Solar storms are back, threatening life as we know it on Earth

Millions of tons of very hot gas blasted off the sun's surface a few days ago and traveled 90 million kilometers in our direction.

On the scale of space weather, the explosion, known as a coronal mass ejection, wasn't all that strong, but when it collided with the Earth's magnetic field, it caused the greatest geomagnetic storm in years. This time there wasn't much interruption, and it's doubtful many people even noticed it, but it served as a reminder that the sun had awakened after a protracted nap.

The geomagnetic waves produced by solar storms may damage electrical systems, interfere with radio communications, expose airplane crews to harmful radiation levels, and jolt important satellites out of alignment while being invisible and safe to anybody on the Earth's surface. The sun started a new 11-year cycle last year, and as it approaches its peak in 2025, the possibility of powerful space weather wreaking havoc on humanity looms. Since the last major storms hit 17 years ago, the world has become increasingly dependent on technology. According to a recent research, the hardening of the system would help the American electricity sector by $27 billion.

Caitlin Durkovich, senior director of resilience and response in the National Security Council and special assistant to President Joe Biden, said in a speech at a solar-weather conference last month, "It is still remarkable to me the number of people, companies, who think space weather is Hollywood fiction."
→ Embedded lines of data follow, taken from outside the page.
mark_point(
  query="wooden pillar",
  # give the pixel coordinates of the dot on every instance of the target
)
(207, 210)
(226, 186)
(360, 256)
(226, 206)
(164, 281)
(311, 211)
The threat exists in reality. In 2017, a solar storm rendered ham radios staticky as Hurricane Irma, a Category 5 hurricane, tore through the Caribbean. Solar storms in 2015 brought down GPS systems in the Northeastern United States, raising concerns as self-driving cars become a reality. During solar storms, airline pilots are more likely to get cataracts. Miscarriages are more common among female crew members.

According to Hydro-Quebec's website, a solar storm over Quebec in March 1989 resulted in a nine-hour power outage that affected the whole province. According to a 2017 research published in the journal of the American Geophysical Union, blackouts brought on by extreme space weather might affect up to 66% of the country's population, with possible daily economic losses of $41.5 billion.

The administration of President Barack Obama devised a plan to start increasing awareness of the threats posed by powerful solar storms in order to prevent such a tragedy. The ProSwift legislation, which aims to advance technology to better predicting and measurement of space weather occurrences, was signed into law by President Donald Trump last year.

Scientists disagree on the extent to which sensitive components of the planet's infrastructure can be protected from the consequences of solar storms. Though measures like switching to non-magnetic steel for transformer construction and adding additional surge protectors to the grid might increase resistance, improved forecasting may ultimately be the greatest catastrophe prevention measure.

That would go a long way toward assisting utilities with their planning for shortages and ensuring that they have backup plans in place in case they lose power. A new model created by the University of Michigan will be live in a few weeks to enhance predicting for the Earth.

In order to prepare for a significant space weather event, Mark Prouse, deputy director of the agency for Business, Energy and Industrial Strategy, a ministerial agency, revealed that National Grid in the U.K. is increasing its stock of spare transformers and holding frequent drills.

The United States and the United Kingdom have constructed space weather forecasting facilities in the last 15 years that provide daily outlooks on what the sun may be up to for airlines, power grids, satellite owners, and anybody else at risk from solar flares. Even while watchers on Earth may witness violent storms erupt on the sun, they are unable to assess the threat's genuine nature or its exact strength until the explosion travels 1 million miles away from the earth. The remaining time till it impacts Earth is only 60 to 90 minutes at that point.

The director of the United States Space Weather Prediction Center, William Murtagh, stated that "our ability to understand and predict the solar cycle is still very limited."

Similar precautions could be taken ahead of a solar storm, according to Mark Olson, the reliability assessment manager for the North America Electric Reliability Corp., a nonprofit accountable to the U.S. and Canadian governments, just as utilities can prepare for a severe thunderstorm by staging repair workers nearby.

Voltage instability "has the potential to occur over very large areas," Olson added. "Like in terrestrial weather events, situational awareness is the key here."

Solar storms are caused by the sun's magnetic field changing polarity on an 11-year cycle. As a result of this process, the magnetic forces at work on the sun get entangled and have the potential to pierce through the surface, releasing the sun's plasma into space and perhaps causing storms on Earth.

The 1859 Carrington Event, which caused telegraph wires to electrify and set offices on fire in North America and Europe, was the outcome of the strongest geomagnetic storm ever seen. Millions, if not billions of people would undoubtedly lose electricity if a storm of that size were to strike today.

I raised an eyebrow when I initially started down this route and received a briefing on space weather, said Prouse. "It is considerably more popular now, and part of the mystery has disappeared. Now you may mention it as a danger without getting laughed at.